Ege Üniversitesi Mühendislik Fakültesi İnşaat Mühendisliği Bölümü Öğretim Üyesi Yrd. Doç. Dr. Gülben Çalış, enerji tasarrufunun nasıl yapılması gerektiğiyle ilgili açıklamalarda bulundu. Bunun sadece küçük önlemlerle yapılamayacağını vurgulayarak, binaların yaşama döngüleri dikkate alınarak değerlendirilmesi gerektiğini söyledi.

Yrd. Doç. Dr. Çalış, “İlk etapta binanın iyi tasarlanması ve projelendirilmesi gerekiyor. Enerji konularıyla ilgili kaygıların uluslararası düzeyde tartışılır olduğu bugünlerde, depreme dayanıklı yapılar inşa etmek kadar enerji verimliliğinin de dikkate alındığı yapılar yapılması, kaçınılmaz bir gereklilik haline gelmiştir. İkinci aşama olarak, proje aşamasında enerji etkin olarak tasarlanmış binaların uygulama, yani inşaat aşamasında da bu kapsamda denetimi gerekmektedir. Özellikle ısı yalıtımıyla ilgili malzemelerde doğru montaj ve uygulamaların önemli olduğu ve kötü işçiliğe dayalı performans düşüklüğü gözlemlendiği söylenebilir. Kullanım aşamasında da mekanik sistemlerin bakım ve onarımları takip edilmeli ve uzman kişilerce yapılmalıdır. Kullanım aşamasında özellikle kullanıcı davranış ve alışkanlıklarının, tüketimi büyük ölçüde arttırdığı bilinmektedir. Bu nedenle binalarda enerji tüketiminin azaltılmasında kullanıcılara büyük rol düşmektedir.” dedi.
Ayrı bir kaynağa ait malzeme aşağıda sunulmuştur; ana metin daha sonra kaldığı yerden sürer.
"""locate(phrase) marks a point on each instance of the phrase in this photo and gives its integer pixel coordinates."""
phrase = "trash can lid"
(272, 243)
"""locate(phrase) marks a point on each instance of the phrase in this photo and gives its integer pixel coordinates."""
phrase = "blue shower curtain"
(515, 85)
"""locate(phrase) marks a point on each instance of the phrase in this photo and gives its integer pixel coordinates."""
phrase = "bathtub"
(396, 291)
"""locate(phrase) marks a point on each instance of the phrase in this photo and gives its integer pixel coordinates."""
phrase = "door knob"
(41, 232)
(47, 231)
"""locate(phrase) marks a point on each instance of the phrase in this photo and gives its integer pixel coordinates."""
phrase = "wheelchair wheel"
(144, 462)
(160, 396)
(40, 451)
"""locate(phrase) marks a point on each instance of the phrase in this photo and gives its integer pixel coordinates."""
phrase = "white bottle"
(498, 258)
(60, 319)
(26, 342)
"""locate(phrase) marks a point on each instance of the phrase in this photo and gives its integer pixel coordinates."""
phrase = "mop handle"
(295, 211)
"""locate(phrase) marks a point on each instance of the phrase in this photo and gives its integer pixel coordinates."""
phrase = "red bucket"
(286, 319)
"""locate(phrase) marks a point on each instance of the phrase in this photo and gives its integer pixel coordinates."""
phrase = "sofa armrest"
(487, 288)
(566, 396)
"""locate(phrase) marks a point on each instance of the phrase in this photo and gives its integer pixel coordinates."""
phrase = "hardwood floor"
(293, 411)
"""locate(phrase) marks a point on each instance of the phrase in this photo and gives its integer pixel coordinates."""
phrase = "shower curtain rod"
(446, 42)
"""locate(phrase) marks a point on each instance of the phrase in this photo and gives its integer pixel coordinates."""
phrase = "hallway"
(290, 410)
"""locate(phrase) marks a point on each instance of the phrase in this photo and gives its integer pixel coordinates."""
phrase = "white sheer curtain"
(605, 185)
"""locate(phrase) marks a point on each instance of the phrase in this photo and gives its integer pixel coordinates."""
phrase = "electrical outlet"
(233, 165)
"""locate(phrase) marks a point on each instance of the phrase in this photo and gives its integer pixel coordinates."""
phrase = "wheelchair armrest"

Gülben Çalış, ısı yalıtımıyla ilgili olarak da, “Mantolama yapılması veya pencerelerde çift cam kullanılması gibi bina kabuğunun saydam ve opak bileşenlerinde yapılan iyileştirmeler, ilk yatırım bedelleri yüksek olsa da uzun vadede kâr sağlamaktadır.” şeklinde konuştu. İnsanların evlerinde uygulayabileceği pratik önerilerde de bulunan Çalış, “Kullanıcıların, ufak değişikliklerle evlerinde tüketecekleri enerjiyi önemli ölçüde azaltmaları mümkündür. Evlerde kullandığımız elektriğin ortalama yüzde 80’inin elektrikli aletlerce tüketildiği bilinmektedir. Yeni elektrikli alet ve cihaz alımında enerji verimliliğinin mutlaka gözönünde bulundurulması, 'A' veya 'A+' işaretli, verimliliği yüksek olanların tercih edilmesi gerekmektedir. Özellikle buzdolaplarının kalorifer peteği, fırın gibi ısı yayan diğer ev aletlerine yakın olmaması, enerji tüketimi bakımından önemlidir. İster elektrik enerjisi ister gaz kullanılsın, fırınlarda gerekli değilse ön ısıtma yapılmaması veya en aza indirgenmesi gerekmektedir. Televizyonlar, teknolojinin gelişimiyle birlikte düşük enerji tüketimlerine sahip olsalar bile sık kullanıldıkları için toplam tüketim içinde önemli bir yer tutmaktadır. Televizyon ve benzeri cihazların, kullanılmadıkları dönemde mutlaka üzerlerindeki düğmeden kapatılması gerekiyor. Bekleme konumunda bırakılan elektronik aletlerin fazla enerji tükettiği bilinmektedir. Evlerde enerji tüketiminde, aydınlatma amaçlı kullanım önemli bir payı oluşturmaktadır. Enerji tasarruflu lambaların tercih edilmesiyle aydınlatma kalitesinden ödün verilmeden yüzde 80’e varan oranda azaltmanın mümkün olduğu söylenebilir. Doğalgaz tüketimiyle ilgili ise kombinin açılıp kapatılması yerine minimum seviyede sürekli olarak çalışması, daha az tüketim sağlamaktadır. Bunun yanında kullanılmayan ya da az kullanılan hacimlerin radyatör peteklerinin kapatılması ve rahat ettiğiniz sıcaklık derecelerinin 1 ile 2 derece aşağısında ayarlamalar yapılması da tasarruf miktarını arttırmaktadır.” dedi.